Yakin Masih Pilih VPN Gratisan untuk Akali ‘Pencekikan’ WhatsApp CS Setelah Tahu Risiko Ini?


SURATKABAR.ID – Setelah pemerintah mengeluarkan pengumuman resmi atas pembatasan layanan media sosial, seperti WhatsApp, Facebook, Instagram, dan lainnya, ramai digaungkan penggunaan VPN oleh netizen. Cara ini memang disebut-sebut efektif mengakali aturan yang bikin naik darah tersebut.

VPN atau Virtual Private Network sendiri, dilansir dari Detik.com, Kamis (23/5/2019), merupakan koneksi antar jaringan yang mana bersifat pribadi melalui jaringan internet publik. Praktisi keamanan internet dari Vaksincom Alfons Tanujaya mengungkap, VPN sebenarnya sama dengan server proxy.

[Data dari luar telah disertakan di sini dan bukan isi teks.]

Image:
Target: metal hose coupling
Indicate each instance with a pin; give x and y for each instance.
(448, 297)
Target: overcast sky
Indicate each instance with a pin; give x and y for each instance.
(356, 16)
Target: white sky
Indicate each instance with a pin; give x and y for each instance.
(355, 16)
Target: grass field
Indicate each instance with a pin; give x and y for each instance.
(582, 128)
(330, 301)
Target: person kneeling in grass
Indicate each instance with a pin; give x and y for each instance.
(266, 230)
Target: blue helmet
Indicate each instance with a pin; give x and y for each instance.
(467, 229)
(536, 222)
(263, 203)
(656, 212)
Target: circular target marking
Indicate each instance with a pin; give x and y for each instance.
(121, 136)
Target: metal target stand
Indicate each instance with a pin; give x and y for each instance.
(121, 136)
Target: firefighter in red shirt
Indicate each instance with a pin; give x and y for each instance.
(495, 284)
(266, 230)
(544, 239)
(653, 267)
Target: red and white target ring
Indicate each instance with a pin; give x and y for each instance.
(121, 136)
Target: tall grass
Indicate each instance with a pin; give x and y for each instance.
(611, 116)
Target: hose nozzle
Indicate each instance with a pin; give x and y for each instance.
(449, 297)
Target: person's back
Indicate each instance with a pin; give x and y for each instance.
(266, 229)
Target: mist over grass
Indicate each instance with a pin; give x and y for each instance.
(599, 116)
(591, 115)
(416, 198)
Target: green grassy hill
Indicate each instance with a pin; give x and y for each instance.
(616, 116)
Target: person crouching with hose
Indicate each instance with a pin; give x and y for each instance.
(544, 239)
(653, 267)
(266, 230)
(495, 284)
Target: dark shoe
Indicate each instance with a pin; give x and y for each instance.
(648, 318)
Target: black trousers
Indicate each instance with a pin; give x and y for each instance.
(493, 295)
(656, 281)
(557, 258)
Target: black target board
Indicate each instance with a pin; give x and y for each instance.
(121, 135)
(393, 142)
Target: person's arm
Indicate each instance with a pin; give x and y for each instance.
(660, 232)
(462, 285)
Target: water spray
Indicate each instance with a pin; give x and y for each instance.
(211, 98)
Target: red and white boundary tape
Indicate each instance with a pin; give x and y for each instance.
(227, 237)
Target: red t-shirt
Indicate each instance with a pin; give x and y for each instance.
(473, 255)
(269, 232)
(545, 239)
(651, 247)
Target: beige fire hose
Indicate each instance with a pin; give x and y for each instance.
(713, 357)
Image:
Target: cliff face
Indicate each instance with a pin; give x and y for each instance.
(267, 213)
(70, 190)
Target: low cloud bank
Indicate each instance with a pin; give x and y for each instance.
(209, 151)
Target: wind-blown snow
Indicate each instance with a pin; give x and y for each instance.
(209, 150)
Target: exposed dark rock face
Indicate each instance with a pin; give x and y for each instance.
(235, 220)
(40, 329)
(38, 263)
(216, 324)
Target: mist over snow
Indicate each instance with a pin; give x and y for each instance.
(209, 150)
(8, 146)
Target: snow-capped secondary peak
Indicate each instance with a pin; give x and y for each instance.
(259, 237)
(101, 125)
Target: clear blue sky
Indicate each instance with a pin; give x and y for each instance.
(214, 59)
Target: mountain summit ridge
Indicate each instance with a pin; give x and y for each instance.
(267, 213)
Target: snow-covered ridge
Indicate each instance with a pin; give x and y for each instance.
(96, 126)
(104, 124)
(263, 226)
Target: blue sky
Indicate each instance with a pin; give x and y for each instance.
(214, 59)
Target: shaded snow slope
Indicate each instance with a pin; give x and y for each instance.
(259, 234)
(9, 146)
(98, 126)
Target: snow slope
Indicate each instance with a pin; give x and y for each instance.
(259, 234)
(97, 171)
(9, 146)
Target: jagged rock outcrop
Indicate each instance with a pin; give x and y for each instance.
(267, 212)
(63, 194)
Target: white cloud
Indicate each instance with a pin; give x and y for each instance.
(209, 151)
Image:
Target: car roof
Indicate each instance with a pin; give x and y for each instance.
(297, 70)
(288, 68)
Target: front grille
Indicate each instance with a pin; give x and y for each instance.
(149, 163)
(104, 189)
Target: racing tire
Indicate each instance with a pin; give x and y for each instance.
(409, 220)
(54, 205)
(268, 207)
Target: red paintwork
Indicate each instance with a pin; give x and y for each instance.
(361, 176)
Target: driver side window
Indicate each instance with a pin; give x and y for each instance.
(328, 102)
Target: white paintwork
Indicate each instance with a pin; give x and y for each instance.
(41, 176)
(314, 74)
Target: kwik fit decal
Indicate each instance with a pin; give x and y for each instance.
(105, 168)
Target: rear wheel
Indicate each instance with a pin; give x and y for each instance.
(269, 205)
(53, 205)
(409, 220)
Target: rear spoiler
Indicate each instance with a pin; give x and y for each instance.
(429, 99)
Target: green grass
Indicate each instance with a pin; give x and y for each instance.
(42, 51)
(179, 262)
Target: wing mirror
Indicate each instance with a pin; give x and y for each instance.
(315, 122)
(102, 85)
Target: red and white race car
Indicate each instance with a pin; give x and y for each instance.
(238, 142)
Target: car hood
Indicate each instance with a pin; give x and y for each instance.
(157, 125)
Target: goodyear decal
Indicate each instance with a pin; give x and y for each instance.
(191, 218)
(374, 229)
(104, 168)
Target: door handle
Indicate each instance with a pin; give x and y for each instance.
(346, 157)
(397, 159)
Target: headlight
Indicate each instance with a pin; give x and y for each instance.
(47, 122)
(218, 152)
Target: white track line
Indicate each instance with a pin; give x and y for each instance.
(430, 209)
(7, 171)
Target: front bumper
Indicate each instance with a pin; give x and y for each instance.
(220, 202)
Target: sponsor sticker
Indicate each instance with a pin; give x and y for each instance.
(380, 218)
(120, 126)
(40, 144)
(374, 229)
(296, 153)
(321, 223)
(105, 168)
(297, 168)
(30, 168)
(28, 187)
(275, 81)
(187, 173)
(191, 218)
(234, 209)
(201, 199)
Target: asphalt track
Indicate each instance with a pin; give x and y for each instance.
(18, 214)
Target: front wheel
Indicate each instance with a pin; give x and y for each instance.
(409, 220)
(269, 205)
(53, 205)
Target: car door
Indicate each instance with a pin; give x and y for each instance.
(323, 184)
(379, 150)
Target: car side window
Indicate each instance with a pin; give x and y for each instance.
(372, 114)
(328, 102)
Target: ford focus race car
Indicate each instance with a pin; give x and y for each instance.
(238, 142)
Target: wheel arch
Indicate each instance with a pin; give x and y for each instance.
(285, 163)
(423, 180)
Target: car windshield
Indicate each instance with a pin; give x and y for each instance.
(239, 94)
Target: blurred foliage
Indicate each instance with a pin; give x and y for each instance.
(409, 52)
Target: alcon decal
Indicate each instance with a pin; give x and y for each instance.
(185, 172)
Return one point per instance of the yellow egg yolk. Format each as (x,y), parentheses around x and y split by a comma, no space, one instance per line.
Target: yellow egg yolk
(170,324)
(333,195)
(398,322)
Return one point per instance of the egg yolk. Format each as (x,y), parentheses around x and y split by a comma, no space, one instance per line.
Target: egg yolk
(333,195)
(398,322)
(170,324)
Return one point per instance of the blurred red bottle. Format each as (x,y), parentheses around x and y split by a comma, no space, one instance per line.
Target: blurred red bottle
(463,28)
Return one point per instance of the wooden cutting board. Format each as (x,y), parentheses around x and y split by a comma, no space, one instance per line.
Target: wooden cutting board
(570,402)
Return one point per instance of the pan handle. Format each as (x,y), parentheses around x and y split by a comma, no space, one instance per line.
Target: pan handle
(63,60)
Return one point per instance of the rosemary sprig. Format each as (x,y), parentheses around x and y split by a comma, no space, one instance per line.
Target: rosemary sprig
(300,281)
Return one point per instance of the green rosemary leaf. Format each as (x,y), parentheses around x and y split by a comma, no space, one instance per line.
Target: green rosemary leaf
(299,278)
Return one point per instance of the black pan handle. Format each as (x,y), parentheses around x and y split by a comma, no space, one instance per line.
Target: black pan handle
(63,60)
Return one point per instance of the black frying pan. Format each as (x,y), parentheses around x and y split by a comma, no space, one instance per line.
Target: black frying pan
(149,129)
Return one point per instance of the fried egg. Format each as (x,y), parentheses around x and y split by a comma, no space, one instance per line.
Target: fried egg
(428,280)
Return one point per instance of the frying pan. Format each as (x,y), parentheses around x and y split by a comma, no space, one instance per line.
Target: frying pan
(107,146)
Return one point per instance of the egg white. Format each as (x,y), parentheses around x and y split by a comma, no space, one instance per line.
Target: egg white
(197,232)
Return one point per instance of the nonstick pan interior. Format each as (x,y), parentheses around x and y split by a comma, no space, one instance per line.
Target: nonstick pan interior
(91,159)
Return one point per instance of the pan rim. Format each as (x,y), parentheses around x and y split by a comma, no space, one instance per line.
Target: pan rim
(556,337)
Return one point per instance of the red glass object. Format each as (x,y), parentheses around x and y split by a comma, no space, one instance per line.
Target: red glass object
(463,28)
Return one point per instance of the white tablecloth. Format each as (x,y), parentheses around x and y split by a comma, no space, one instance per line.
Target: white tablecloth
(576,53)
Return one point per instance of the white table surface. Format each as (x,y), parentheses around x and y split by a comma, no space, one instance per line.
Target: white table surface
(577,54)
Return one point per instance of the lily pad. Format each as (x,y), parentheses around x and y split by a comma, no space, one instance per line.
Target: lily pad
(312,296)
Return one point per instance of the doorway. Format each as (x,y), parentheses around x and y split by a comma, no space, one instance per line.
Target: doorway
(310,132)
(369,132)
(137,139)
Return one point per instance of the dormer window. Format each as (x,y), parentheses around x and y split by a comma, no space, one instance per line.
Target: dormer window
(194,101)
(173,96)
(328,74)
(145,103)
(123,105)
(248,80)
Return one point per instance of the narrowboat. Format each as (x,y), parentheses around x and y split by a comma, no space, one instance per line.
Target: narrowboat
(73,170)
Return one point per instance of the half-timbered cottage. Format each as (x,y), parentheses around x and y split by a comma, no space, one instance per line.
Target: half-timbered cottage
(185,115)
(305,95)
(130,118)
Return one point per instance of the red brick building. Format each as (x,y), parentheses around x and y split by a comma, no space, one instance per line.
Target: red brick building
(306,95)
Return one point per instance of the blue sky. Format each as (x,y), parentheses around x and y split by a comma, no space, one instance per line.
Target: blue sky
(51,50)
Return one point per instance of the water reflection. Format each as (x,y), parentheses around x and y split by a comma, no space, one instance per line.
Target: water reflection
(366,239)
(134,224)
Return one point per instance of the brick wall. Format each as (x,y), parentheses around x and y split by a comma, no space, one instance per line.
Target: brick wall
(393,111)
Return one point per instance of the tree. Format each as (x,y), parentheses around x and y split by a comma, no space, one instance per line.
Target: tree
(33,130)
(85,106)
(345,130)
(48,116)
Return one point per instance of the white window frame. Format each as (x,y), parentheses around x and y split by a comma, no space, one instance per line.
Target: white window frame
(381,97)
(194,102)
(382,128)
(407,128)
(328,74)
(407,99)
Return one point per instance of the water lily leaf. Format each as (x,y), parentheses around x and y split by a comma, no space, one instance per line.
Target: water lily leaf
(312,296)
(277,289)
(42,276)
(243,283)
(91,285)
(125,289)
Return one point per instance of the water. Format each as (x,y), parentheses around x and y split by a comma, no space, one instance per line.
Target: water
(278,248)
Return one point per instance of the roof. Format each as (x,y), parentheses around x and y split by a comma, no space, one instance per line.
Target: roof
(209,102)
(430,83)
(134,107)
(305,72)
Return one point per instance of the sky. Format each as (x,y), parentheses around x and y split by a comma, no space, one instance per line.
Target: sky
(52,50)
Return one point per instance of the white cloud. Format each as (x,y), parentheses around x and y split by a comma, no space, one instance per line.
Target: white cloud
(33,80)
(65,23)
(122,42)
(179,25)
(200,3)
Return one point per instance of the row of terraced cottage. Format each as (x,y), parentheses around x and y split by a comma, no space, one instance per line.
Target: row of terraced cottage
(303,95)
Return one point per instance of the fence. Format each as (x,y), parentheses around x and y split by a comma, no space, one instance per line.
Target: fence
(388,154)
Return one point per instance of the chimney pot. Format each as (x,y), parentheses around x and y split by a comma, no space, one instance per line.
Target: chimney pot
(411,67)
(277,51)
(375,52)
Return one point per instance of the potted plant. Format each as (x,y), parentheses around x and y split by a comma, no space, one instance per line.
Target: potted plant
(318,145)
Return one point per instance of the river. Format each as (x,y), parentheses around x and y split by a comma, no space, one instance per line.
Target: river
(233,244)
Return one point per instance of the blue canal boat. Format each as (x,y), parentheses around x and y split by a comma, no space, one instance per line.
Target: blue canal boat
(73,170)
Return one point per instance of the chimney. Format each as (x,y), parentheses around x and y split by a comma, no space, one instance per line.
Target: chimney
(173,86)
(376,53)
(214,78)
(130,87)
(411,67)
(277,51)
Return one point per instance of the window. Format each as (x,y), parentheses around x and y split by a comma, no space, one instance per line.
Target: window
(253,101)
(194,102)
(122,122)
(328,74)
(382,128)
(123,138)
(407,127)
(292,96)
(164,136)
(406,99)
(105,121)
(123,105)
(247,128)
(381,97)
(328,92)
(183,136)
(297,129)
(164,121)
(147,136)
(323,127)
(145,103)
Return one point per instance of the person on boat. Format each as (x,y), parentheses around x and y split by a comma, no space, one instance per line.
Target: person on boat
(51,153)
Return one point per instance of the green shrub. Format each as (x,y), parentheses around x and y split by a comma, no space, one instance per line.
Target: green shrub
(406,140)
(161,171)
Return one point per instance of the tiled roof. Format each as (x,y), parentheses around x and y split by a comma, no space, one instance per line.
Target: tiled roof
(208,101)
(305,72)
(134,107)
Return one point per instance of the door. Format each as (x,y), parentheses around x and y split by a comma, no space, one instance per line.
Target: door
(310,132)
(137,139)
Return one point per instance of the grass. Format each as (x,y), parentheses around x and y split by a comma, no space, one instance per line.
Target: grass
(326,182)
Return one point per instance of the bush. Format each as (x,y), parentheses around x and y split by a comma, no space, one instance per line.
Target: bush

“Jadi apapun trafik yang lewat ke server itu bisa dipantau oleh pemilik server,” ujar Alfons Tanujaya ketika dimintai konfirmasi.

Di sinilah pokok permasalahan muncul. Terutama bagi mereka yang menggunakan VPN gratisan. Jika diibaratkan, VPN gratis tersebut itu sama seperti menawarkan permen kepada anak kecil. Hasilnya, jika yang menawarkan permen itu punya niat jahat, tak menutup kemungkinan si bocah jadi korban.

“Dalam kasus ini, pengguna VPN gratisan ibaratnya anak kecil yang tidak mengerti bahayanya mengambil permen dari orang yang tidak dikenal dan semua data (trafiknya) dilewatkan ke server VPN,” jelasnya lebih lanjut.

Baca Juga: Sempat Lumpuh Serentak, Ada Apa dengan Facebook, Instagram dan WhatsApp?

“Pemilik server VPN jika menginginkan bisa saja melakukan tapping (merekam) atas trafik yang lewat ke servernya dan berbagai risiko mengancam pengguna VPN gratisan tersebut,” imbuh Alfons.

Kondisi seperti ini menjadikan para pengguna sebagai sasaran empuk dari sejumlah risiko kejahatan. Pertama, data-data penting seperti kredensial akun, data kartu kredit hingga login internet banking yang tak dilindungi dengan baik akan bocor.

Meski data tersebut tidak bocor karena telah diamankan dengan baik, namun bukan berarti pengguna bebas dari risiko. Adapun risiko kedua adalah, mulai dari profil pengguna, history browsing, hobi, hingga kecenderungan sikap politik, dapat jelas terlihat dari situs-situs yang dikunjunginya.

“Ini bisa digunakan untuk kepentingan iklan atau lebih parahnya digunakan untuk mempengaruhi user. Misalnya diketahui orangnya masih bimbang memilih, lalu ditampilkan iklan-ilkan yang miring ke salah satu paslon seperti yang terjadi dalam kasus Cambridge Analytica,” paparnya panjang lebar.

Risiko ketiga, trafik VPN yang masuk ke user dapat dengan mudahnya disusupi iklan maupun malware. Malware tersebut mungkin saja digunakan untuk menginfeksi user dengan bahaya seperti dalam kasus Spyware Israel di WhatsApp beberapa waktu lalu.

“Saya tidak bilang semua penyedia VPN gratisan buruk/jahat. Tetapi logikanya menyediakan layanan VPN membutuhkan server, biaya operasional dan bandwidth. Jadi tidak logis kalau ada VPN gratisan yang reliable. Kalaupun ada yang relatif aman, tetapi performanya biasanya rendah (speed-nya rendah alias lemot),” pungkasnya tegas.